By default we just look at the extension of a file to determine which decoder to use. By setting a source directly you can give it any data type you need. Each source is a hash with an alias, path, and type key. The alias and path would be the same as if you defined the source using files as { path => alias }, while type corresponds to the decoder you'd like to use.

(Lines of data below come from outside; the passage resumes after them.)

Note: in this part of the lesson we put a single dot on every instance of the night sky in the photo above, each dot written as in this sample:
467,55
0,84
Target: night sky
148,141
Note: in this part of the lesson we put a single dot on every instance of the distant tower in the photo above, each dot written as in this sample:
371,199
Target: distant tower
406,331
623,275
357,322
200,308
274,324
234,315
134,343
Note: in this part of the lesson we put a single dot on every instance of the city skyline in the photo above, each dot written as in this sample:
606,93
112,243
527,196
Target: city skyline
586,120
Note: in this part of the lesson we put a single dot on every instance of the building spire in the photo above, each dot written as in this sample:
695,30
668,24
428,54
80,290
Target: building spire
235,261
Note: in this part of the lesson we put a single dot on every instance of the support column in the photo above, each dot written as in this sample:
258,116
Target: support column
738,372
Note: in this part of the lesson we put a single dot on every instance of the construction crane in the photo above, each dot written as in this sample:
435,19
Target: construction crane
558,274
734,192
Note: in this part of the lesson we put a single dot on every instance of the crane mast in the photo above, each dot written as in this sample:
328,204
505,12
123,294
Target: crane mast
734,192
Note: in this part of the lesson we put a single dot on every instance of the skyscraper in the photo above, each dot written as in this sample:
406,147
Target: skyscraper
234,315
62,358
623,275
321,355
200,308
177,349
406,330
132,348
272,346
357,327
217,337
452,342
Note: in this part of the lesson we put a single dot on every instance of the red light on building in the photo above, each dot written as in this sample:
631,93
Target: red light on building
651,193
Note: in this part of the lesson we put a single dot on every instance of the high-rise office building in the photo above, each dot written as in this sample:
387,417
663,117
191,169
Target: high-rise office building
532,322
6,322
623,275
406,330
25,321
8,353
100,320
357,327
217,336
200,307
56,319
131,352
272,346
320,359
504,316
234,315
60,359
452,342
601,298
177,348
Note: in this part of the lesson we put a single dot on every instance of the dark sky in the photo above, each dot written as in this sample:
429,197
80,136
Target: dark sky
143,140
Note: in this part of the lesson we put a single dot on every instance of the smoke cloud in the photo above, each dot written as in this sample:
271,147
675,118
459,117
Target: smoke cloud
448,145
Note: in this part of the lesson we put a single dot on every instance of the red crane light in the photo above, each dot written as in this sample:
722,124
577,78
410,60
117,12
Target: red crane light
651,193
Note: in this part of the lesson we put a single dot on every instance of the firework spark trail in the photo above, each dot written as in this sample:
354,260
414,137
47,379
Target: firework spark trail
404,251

There are default decoders for :yaml and :json, however you are free to override them or create your own types.

# config.rb
activate :data_source do |c|

  c.files = ['by_extension.ctype']

  c.sources = [
    {
      alias: "foo_bar",
      path: "/foo/bar.ctype",
      type: :my_type
    }
  ]

  c.decoders = {
    my_type: {
      extensions: ['.ctype'],
      decoder: ->(src) { CustomType.parse(src) }
    }
  }

In the above example, I can access app.data.by_extension w/ the file contents decoded by CustomType, because it's extension .ctype matches the one defined by the :my_type decoder. Similarly, app.data.foo_bar is also run through CustomType because it's :type attribute is set to :my_type.

Creating a collection

Collections allow you to collection sources that have belong together in an array and have distinct urls. This would loosely follow the Rails index/show convension. For example, lets say we have an endpoint that tells us about some Game of Thrones characters, and then includes a single endpoint for each with expanded information:

# /got/index.json
[
  { "name": "Eddard Stark", "url": "/got/eddard-stark.json" },
  { "name": "Hodor", "url": "/got/hodor.json" }
]
# /got/eddard-stark.json
{
  "name": "Eddard Stark",
  "quote": "Winter is coming"
}

#/got/hodor.json
{
  "name": "Hodor",
  "quote": "Hodor!"
}

Then set up a collection to access them through Middleman. A collection requires 3 keys, an alias, path, and items. The alias & path act just like a source, except that data will be available at #{alias}.#{index}. Items should be an object that responds to #call and returns an array of sources when given the data from the collection index. A collection for our example API:

activate :data_source do |c|
  c.root = 'http://winteriscoming.com'
  c.collection = {
    alias: 'got_chars',
    path: '/got/index.json',
    index: 'all',
    items: Proc.new { |data|
      data.map do |char|
        {
          alias: char['name'].to_slug,
          path: char['url']
        }
      end
    }
  }
end

You'll see I've used a proc to map our index into sources. The information is then accessible via the data object:

data.got_chars.all.map(&:name)
# => ['Eddard Stark', 'Hodor']

data.got_chars['eddard-stark'].quote
# => Winter is coming

For index_name, you can also pass false to not generate the index data.

Adding Middleware

You may wish to alter the incoming data before it gets added to Middleman's data object, to do so you'll add middleware. Middleware should respond to #call and return your altered data. Here's an example where we add "1" to each item in an array:

# count.yaml
- 1
- 2
- 3
# config.rb
activate :data_source do |c|
  c.root = "http://example.com"
  c.sources = [{
    alias: 'altered',
    path: 'count.yaml',
    middleware: Proc.new { |data| data.map { |i| i + 1 } }
  }]
end

data.altered
# => [2, 3, 4]

Testing

$ rspec

Contributing

If there is any thing you'd like to contribute or fix, please:

  • Fork the repo
  • Add tests for any new functionality
  • Make your changes
  • Verify all existing tests work properly
  • Make a pull request

License

The middleman-data_source gem is distributed under the MIT License.